Two more buildings owned by the city of Santa Fe would generate electricity through solar energy if officials approve agreements next week, and a third project with a different funding plan could also be in the pipeline.
Photovoltaic panels at the convention center downtown and a composting facility at the wastewater treatment plant off Airport Road are the latest public-private partnership projects for renewable energy proposed in local government.
Solar panels are already offsetting power use at another part of the wastewater treatment plant, at the city’s transit yard on Siler Road and at the joint city-county Buckman Direct Diversion water project.
Like the bus-yard panels, the two newest projects recommended by the city’s Housing and Community Development Department would be constructed by Santa Fe-based Positive Energy contractors. But unlike previous projects, the city would lend the company $462,000 — about 60 percent of the estimated $770,000 construction cost for the pair — with the expectation that the cash is repaid with 2 percent interest in 15 to 20 years.
The private company and its San Francisco-based financing partners at Cripple Creek Solarwould also retain ownership of the structures and a responsibility to operate them, but the city would get the benefit of a cheaper power source than from the monopoly power company.
The other difference between the two proposed facilities and previous projects is that this time the city will keep cash generated by payments for Renewable Energy Credits by Public Service Co. of New Mexico.
While the 100-kilowatt array at the Santa Fe Community Convention Center is expected to make up about 13 percent of the energy used there in a year, the same-size project at the composting facility will produce 75 percent of the power that operation needs. The composting facility combines sludge from the wastewater treatment process with wood chips to produce a soil amendment.
Together, the two projects will avoid the generation of 6,500 tons of carbon dioxide over the next two years, according to staff estimates. A tentative project schedule calls for the first to be online next September.
The math pencils out for Nick Schiavo, Housing and Community Development Department director, who notes that the city typically gets low-interest returns on its reserve accounts.

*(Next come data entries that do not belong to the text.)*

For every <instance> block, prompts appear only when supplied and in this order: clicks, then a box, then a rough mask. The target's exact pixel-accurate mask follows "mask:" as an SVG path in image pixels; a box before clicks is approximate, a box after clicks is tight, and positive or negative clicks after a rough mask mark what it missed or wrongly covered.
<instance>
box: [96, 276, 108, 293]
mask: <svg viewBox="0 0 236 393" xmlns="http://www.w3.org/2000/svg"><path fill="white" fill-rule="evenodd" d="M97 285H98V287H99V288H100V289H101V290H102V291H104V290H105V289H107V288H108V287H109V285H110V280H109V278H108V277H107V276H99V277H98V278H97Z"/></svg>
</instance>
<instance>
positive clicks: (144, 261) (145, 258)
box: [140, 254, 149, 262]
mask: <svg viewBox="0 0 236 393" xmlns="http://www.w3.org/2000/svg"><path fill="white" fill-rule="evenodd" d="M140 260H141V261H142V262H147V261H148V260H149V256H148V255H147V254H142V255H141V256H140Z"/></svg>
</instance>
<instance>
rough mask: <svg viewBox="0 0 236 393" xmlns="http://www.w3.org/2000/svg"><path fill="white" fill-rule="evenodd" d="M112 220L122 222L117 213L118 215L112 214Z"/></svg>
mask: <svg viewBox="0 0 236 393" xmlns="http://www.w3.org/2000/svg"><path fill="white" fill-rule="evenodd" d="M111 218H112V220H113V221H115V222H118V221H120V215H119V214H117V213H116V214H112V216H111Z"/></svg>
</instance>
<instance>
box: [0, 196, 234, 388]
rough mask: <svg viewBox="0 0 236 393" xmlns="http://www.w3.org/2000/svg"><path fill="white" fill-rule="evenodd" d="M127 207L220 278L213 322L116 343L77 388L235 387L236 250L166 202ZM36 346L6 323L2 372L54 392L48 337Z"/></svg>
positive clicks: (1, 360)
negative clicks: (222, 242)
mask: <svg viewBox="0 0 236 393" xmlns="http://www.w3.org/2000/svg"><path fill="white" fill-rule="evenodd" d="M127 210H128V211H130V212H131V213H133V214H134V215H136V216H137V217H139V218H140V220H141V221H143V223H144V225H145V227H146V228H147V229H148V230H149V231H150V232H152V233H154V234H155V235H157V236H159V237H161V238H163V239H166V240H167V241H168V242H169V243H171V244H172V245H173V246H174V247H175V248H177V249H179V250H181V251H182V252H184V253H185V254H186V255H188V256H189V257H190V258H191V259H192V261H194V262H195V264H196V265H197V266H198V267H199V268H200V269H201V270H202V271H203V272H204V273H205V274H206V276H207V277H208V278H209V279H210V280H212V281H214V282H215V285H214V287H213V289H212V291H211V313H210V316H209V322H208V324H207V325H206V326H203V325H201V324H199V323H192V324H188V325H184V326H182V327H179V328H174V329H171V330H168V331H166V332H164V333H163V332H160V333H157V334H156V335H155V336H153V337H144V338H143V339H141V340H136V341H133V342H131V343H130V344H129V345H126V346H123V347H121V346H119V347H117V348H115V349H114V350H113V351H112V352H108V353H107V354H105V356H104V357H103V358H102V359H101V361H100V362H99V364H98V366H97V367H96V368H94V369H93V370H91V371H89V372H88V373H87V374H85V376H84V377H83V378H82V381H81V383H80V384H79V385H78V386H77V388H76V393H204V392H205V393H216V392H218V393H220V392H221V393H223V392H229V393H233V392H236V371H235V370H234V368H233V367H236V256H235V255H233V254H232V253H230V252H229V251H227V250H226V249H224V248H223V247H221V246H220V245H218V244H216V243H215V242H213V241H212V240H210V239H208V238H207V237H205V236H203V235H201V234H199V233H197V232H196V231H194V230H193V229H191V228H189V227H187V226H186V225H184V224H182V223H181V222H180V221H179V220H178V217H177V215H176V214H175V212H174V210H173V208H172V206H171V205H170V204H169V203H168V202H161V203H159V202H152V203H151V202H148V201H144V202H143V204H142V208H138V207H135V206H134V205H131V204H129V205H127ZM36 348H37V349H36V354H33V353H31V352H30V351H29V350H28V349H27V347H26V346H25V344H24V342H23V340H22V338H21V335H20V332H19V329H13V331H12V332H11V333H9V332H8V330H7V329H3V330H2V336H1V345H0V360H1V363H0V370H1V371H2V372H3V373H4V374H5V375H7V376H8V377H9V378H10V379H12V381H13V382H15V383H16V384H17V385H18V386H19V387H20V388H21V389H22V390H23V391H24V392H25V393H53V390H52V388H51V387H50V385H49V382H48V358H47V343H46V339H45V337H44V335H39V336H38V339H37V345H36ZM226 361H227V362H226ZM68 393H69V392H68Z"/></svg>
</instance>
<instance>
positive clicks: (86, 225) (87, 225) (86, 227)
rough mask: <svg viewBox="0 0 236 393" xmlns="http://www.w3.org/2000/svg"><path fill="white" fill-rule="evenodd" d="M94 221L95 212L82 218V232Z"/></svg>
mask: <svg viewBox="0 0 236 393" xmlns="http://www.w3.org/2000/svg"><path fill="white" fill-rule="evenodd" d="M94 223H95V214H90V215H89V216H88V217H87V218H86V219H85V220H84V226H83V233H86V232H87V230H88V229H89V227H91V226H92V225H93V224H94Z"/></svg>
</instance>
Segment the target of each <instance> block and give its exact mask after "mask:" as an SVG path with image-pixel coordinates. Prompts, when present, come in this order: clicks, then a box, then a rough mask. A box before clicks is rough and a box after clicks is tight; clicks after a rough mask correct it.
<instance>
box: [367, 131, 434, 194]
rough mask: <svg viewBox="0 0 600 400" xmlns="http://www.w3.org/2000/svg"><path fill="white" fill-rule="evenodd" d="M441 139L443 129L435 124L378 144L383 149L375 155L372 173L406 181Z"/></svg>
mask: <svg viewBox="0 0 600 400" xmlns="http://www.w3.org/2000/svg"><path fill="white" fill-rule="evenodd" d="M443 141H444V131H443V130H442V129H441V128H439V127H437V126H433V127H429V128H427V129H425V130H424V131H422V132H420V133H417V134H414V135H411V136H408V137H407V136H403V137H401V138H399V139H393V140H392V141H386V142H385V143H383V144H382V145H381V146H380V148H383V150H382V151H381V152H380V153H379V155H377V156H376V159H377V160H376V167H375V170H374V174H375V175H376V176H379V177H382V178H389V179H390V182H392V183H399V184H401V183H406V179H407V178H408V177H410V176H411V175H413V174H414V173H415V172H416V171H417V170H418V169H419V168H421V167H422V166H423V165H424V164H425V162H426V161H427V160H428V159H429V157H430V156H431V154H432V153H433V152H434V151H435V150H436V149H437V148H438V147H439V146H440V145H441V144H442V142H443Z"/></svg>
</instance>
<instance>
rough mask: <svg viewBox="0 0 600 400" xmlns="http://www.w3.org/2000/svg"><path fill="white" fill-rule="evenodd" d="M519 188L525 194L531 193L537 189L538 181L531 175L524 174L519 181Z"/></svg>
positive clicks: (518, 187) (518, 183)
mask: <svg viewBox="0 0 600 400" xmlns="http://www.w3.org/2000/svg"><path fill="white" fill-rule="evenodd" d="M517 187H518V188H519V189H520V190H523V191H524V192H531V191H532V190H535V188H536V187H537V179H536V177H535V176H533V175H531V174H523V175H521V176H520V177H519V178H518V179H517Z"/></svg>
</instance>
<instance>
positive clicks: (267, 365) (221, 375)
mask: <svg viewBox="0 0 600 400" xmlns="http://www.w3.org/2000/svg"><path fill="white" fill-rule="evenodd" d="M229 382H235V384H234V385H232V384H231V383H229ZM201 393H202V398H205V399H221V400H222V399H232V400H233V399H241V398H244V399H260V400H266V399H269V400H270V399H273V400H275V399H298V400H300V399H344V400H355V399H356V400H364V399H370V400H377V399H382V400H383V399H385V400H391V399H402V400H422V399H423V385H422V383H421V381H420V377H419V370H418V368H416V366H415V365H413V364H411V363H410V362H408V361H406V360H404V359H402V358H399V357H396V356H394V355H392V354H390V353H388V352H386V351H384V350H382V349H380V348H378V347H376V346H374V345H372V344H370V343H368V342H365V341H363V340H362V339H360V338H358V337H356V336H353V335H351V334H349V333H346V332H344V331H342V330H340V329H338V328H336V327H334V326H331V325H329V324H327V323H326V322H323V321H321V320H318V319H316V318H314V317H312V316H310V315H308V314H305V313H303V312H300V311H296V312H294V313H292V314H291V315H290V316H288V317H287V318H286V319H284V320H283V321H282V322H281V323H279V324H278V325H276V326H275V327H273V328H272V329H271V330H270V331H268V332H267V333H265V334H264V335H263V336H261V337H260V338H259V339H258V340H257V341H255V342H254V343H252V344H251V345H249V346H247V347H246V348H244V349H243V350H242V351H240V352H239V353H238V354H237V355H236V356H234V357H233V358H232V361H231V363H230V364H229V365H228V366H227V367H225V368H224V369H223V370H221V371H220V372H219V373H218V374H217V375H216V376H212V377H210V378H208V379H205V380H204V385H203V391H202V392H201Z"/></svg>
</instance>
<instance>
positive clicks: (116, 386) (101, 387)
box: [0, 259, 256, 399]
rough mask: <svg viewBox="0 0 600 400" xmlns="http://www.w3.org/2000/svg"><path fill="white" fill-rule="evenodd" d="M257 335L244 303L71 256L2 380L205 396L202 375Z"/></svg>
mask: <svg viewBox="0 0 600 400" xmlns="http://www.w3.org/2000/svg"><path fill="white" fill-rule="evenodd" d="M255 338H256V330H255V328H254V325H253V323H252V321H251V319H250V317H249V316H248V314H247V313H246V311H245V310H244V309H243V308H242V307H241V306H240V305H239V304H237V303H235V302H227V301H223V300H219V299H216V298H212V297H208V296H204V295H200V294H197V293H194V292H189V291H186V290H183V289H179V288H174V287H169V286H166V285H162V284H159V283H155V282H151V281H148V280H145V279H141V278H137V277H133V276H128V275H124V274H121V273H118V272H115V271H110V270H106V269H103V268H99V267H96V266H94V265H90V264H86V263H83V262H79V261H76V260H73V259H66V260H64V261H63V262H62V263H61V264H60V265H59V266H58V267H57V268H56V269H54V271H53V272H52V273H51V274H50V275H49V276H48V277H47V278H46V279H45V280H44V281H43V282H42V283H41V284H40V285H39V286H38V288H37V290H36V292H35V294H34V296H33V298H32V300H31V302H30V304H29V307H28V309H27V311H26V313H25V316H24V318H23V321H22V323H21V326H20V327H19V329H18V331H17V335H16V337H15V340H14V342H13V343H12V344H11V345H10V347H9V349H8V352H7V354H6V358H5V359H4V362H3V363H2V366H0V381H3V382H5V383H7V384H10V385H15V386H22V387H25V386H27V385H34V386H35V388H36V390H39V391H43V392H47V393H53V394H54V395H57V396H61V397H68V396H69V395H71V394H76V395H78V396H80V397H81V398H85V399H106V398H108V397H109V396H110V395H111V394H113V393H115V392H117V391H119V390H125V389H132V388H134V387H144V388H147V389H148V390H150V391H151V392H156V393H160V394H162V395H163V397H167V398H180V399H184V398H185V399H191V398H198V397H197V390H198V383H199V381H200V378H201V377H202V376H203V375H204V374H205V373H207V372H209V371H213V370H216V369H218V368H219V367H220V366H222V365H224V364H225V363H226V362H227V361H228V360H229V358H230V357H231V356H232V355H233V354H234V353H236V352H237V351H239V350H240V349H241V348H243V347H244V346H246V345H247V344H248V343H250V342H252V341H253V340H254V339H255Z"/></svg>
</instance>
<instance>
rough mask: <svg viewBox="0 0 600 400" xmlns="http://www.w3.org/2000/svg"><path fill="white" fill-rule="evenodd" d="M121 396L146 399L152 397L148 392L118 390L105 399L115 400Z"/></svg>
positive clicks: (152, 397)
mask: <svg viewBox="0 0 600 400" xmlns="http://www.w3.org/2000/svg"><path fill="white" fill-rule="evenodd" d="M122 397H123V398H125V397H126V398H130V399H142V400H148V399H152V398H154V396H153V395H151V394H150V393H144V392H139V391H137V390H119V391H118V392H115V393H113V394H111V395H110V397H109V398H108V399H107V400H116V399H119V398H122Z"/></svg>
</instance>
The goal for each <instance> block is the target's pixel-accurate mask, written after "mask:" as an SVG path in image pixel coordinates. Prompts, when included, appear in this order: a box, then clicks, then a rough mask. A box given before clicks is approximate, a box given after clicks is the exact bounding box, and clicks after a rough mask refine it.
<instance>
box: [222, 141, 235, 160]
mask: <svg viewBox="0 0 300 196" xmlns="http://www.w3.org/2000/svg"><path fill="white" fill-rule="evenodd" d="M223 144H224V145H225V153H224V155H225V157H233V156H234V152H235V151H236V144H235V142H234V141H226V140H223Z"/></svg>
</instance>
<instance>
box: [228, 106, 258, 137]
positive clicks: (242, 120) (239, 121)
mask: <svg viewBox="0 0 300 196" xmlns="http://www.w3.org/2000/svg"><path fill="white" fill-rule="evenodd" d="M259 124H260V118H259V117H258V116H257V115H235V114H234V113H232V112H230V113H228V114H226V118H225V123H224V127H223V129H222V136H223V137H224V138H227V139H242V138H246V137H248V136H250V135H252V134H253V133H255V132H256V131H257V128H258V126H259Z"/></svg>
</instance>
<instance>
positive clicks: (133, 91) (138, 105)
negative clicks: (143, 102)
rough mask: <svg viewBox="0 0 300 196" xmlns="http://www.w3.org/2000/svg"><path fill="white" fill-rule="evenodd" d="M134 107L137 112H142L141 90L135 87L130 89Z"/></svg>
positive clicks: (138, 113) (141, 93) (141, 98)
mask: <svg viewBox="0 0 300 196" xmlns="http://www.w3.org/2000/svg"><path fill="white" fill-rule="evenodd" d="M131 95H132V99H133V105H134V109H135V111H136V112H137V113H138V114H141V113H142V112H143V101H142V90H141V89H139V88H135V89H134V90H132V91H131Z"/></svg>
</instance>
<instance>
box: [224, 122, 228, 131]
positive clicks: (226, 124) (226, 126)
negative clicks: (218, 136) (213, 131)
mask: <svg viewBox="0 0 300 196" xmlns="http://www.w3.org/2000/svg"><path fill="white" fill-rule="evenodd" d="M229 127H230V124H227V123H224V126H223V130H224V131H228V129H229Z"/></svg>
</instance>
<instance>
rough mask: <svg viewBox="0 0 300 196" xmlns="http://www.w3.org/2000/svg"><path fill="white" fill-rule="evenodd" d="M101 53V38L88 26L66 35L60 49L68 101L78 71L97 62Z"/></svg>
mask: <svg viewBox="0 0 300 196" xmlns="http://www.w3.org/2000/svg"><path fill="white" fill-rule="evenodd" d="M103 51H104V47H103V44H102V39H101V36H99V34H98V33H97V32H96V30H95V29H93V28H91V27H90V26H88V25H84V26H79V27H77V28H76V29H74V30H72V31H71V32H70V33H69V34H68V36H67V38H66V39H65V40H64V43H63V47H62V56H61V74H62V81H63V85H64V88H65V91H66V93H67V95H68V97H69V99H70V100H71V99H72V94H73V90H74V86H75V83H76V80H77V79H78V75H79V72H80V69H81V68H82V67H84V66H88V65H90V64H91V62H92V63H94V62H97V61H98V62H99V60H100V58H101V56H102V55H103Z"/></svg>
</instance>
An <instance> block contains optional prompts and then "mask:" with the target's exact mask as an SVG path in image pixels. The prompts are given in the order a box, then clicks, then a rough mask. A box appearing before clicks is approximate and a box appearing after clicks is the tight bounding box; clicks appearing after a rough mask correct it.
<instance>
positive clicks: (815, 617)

Lending money to the local company that will be repaid at a higher interest rate is a good deal, he said, especially in light of the idea that it also saves about $3,000 the first year on energy bills. With electricity costs expected to increase, those savings could multiply, Schiavo said.
Another solar panel project at a city facility could have an entirely different funding plan. New Energy Economy, a nonprofit based in Santa Fe, is trying to raise $40,000 in cash to front half the cost of a small photovoltaic system for Fire Station 3 on Cerrillos Road near Ashbaugh Park.
“PNM has had success with their [public relations] that frames solar as too expensive and not reliable,” said nonprofit director Mariel Nanasi, “so we thought the best way to show that that’s not true it to really promote these projects.”
New Energy Economy raised $55,000 to put in photovoltaic panels at a Chapter House in Navajo Nation this spring, and even without a hard launch of its Santa Fe project has already collected some money and promises for support, she said.
Having the highly visible location at a firehouse on the city’s main drag means lots of locals will understand the big picture, she said.
“It makes the link between the epic wildfires that we saw and the climate change that we are experiencing and what is possible,” she said.
City Councilor Chris Calvert is planning to introduce a resolution before the City Council next week that will formalize the idea that if the group raises the money, the city will pay the other half of the construction cost. Money is available in his department budget, Schiavo said, from nearly $75,000 in rebates the city earned for lighting retrofits in several facilities this year.
Calvert said he’s been a backer of the city’s solar projects because they make economic sense with fixed power costs and local job creation and also contribute to Santa Fe’s goals of reducing greenhouse gases. The north-side District 1 councilor said he’s never heard criticism from his constituents about the city’s solar projects, and expects that the idea of having the nonprofit chip in will be well received.
“I don’t have any problem with it if they want to ante up some money to further a goal that they share with us, that is fine with me. It just helps us get that many more projects done,” he said.